23. Les attaques de l’intérieur restent un problème pour les ANDSF et les forces de la coalition. En 2014, sept attaques de ce genre dirigées contre les forces américaines ont fait quatre morts et quinze blessés. La plus spectaculaire d’entre elles s’est produite au mois d’août dans un centre de formation de Kaboul : un soldat de l’ANA a tué le général de division Harold Greene, commandant en second du Combined Security Transition Command-Afghanistan (CSTC-A), et blessé 14 autres personnes. Le rôle et les responsabilités du CSTC-A sont au cœur de la mission Resolute Support. Si la menace des attaques de l’intérieur a été atténuée par de multiples mesures de sécurité, dont une amélioration du processus de recrutement et de vérification par les services de contre-espionnage, elle n’a pas été complètement éliminée et les membres de la missionResolute Support y restent exposés (US DoD, 2014). Au 30 juillet 2015, on dénombrait trois attaques de l’intérieur contre les forces américaines ; elles se sont soldées par la mort de quatre contractants (un militaire et trois civils) et ont fait en outre douze blessés, civils et militaires confondus (SIGAR, 2015c).

B. AUTRES FORCES INSURGEES

24. Indépendamment des talibans, le réseau Haqqani et al-Qaïda devraient continuer à faire peser une forte menace sur les forces de la coalition et les forces afghanes. Le réseau Haqqani est pour l’instant le fer de lance de l’insurrection et le risque le plus grand pour les forces de la coalition, compte tenu de sa prédilection pour les attaques symboliques. Il est également un fournisseur majeur d’al-Qaïda en moyens et ressources, et restera probablement la menace la plus grave pour les forces de la coalition (US DoD, 2015).

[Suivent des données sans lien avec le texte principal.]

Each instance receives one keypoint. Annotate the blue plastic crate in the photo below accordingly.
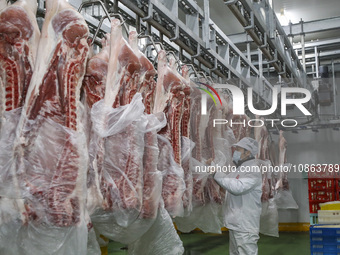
(325, 248)
(318, 230)
(327, 240)
(323, 240)
(324, 253)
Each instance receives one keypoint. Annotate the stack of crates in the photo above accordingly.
(322, 187)
(325, 239)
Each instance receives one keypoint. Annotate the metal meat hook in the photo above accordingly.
(123, 21)
(140, 36)
(175, 56)
(98, 28)
(94, 2)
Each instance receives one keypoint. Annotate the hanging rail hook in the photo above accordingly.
(193, 68)
(140, 36)
(98, 28)
(203, 75)
(92, 2)
(175, 56)
(123, 21)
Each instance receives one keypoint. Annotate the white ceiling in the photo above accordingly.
(295, 9)
(308, 9)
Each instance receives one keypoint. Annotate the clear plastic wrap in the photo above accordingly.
(161, 238)
(208, 204)
(9, 184)
(50, 219)
(173, 179)
(187, 146)
(117, 221)
(269, 221)
(283, 196)
(118, 158)
(152, 178)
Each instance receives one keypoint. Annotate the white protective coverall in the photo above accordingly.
(243, 207)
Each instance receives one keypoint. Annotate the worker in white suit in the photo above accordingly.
(243, 199)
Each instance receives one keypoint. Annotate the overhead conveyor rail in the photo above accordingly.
(266, 31)
(183, 27)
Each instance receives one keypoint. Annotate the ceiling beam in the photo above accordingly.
(309, 27)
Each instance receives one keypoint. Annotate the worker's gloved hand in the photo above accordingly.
(208, 162)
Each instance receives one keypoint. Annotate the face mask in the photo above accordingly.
(237, 156)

25. Al-Qaïda est toujours présent en Afghanistan, mais cette présence est essentiellement circonscrite aux zones isolées du nord-est. En raison des campagnes antiterroristes, il a été contraint de se concentrer sur sa survie, plutôt que sur des opérations contre les pays occidentaux. Ses relations avec les organisations de talibans locales restent intactes (US DoD, 2014). Les Etats-Unis conservent sur le terrain une force antiterroriste chargée de parer à cette menace.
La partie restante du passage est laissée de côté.